Возможно отчасти, с ними следовало бы согласиться. Даже традиционную псевдофилософскую бесцеремонность употребления наречия «всегда» перед словом «способствует» (когда говорилось, что контекст всегда способствует более глубокому пониманию) можно не заметить и опустить как легкое досадное, но вполне простительное, проявление профессиональной деформации. Но нас сейчас интересует вовсе не это. Нас интересует, а что еще способствует пониманию?
А что, собственно, у вас еще есть вообще? – могли бы нас спросить люди, изучающее искусства как предмет.

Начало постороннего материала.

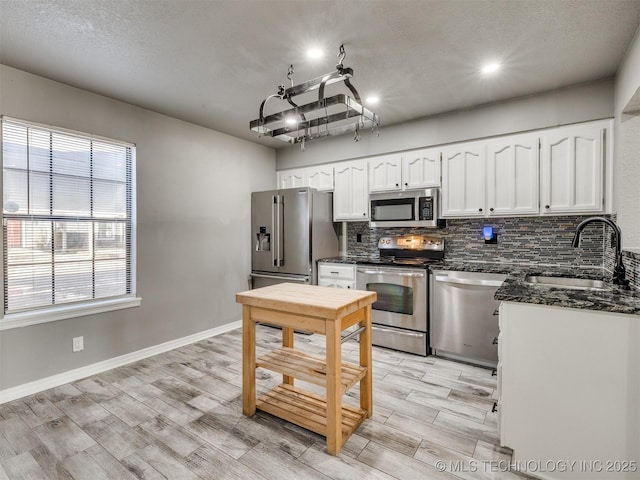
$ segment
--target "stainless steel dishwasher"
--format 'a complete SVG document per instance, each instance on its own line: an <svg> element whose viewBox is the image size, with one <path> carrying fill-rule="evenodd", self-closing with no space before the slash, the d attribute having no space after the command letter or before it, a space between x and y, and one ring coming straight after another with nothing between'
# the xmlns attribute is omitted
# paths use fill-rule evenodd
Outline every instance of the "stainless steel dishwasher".
<svg viewBox="0 0 640 480"><path fill-rule="evenodd" d="M430 346L434 355L484 366L498 364L498 301L506 275L432 272Z"/></svg>

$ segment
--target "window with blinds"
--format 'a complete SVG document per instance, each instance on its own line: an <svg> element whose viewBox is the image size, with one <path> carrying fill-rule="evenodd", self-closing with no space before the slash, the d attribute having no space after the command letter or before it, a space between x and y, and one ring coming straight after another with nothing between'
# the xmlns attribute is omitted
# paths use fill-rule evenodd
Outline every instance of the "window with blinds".
<svg viewBox="0 0 640 480"><path fill-rule="evenodd" d="M4 312L135 294L135 147L2 119Z"/></svg>

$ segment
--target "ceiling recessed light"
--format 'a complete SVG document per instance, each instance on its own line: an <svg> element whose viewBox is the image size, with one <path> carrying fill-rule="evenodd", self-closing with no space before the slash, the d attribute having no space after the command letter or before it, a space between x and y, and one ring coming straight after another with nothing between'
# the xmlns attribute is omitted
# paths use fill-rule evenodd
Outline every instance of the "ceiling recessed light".
<svg viewBox="0 0 640 480"><path fill-rule="evenodd" d="M375 95L370 95L367 98L365 98L364 101L367 105L375 105L380 101L380 98Z"/></svg>
<svg viewBox="0 0 640 480"><path fill-rule="evenodd" d="M482 67L482 73L489 74L495 73L500 70L501 65L499 63L487 63L484 67Z"/></svg>
<svg viewBox="0 0 640 480"><path fill-rule="evenodd" d="M309 50L307 50L307 57L309 58L316 59L322 57L322 55L322 50L320 50L319 48L310 48Z"/></svg>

Что у вас есть кроме текста, картины, музыкального произведения, скульптуры, создаваемого нами пространственно-временного, социально-исторического контекста и, прости господи, вашего абстрактного мышления? Если у вас есть что-то еще, то назовите это, выразите это в словах!
Мы попытаемся, в силу своих скромных способностей, ответить на этот очень своевременный вопрос. У нас есть еще многое. У нас есть душа, которая разрывается на части по непонятным причинам, когда мы смотрим на полотно. У нас есть готовность к гибели вместе с автором тех или иных пронзительных строчек. У нас есть сопереживание, соизмеримость стука сердец, соразмерность страдания, сходимость восторженных чувств, общность боли, несокрушимое единство смысла. У нас есть то, что мы можем предложить вечности – неразделимую совокупность нашего духовного порыва и частички души автора, присутствующей в каждом произведении. Мы вслед за авторами шедевров вырываем себя из вязкого болота повседневности. Мы все, маленькие, слабые, невзрачные, несуразные, абсурдные, незначимые, тихие, странные, одинокие и неживые. Мы выключаем день, который не важен. Мертвый день, в котором мы мертвы. Наши часы спешат. И иногда случается так, что мы тоже заслуживаем обмен. Мы обретаем понимание прекрасного. Каждый из нас оживляет автора снова и снова. И каждый из нас вместе с ним становится живыми. Пусть и не на долго».